Many charities will be aware that the General Data Protection (GDPR) requires that data controllers respond to data subject access requests, and other requests to exercise data subject rights, for example, the right to erasure, 'without undue delay and at the latest within one month' (Recital 59). Until recently, the ICO's GDPR guidance had explained that the time limit should be calculated from the day after a request is received.
On 15 August 2019 however, the ICO announced that following a ruling by the Court of Justice of the European Union (Case C-17103 Maatschap Toeters and M.C. Verberk v Prodcutschap Vee en Vlees, actually dated 11 November 2004), which considered the application the interpretation of the rules related to periods, dates and time limits, the Guide would be amended so the time limit for response should be calculated from the day a request is received.
For example, this means that if a request is received on 3 September, it should be responded to by 3 October. It is also explained that where the date for response would be a weekend or public holiday the position will be that the data controller has until the next working day to respond.

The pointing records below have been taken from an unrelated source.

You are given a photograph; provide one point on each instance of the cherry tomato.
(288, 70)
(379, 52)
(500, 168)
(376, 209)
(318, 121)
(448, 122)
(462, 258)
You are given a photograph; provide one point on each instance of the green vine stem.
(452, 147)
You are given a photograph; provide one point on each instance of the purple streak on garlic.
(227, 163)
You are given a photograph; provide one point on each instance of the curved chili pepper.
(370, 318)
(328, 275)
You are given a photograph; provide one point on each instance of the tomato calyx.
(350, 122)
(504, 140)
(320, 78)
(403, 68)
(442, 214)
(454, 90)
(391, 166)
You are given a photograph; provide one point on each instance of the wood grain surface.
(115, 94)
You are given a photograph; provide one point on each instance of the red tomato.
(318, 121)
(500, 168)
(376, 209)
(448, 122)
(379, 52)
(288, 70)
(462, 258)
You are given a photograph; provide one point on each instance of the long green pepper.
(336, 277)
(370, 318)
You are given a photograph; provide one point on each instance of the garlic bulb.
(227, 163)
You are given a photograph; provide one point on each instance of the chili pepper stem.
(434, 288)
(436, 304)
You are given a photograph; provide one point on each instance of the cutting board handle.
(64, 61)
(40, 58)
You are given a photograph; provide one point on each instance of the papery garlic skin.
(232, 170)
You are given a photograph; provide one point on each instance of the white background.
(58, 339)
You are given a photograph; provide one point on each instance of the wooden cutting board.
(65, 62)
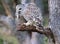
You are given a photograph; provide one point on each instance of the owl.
(32, 15)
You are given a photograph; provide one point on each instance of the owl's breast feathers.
(31, 12)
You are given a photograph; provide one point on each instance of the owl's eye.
(20, 8)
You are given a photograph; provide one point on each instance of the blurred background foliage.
(12, 4)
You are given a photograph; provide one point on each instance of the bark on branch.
(46, 31)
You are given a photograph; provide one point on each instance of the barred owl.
(32, 15)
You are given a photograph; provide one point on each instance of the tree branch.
(46, 31)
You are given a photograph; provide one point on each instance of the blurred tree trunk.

There are circumstances in which the calculation may differ again. For example, where a controller has requested further information from the requester in order to either verify their identity or clarify their request, the period for response should be calculated from the day on which the verification or clarification information is received. Where a controller receives a request which is complex or receives a number of requests from a requester, and the controller extends the response time by two months, the latest date for response will then be three months from the date the request is received.
Charities which have a process in place for responding to data subject requests should check if it needs to be amended to take account of this change.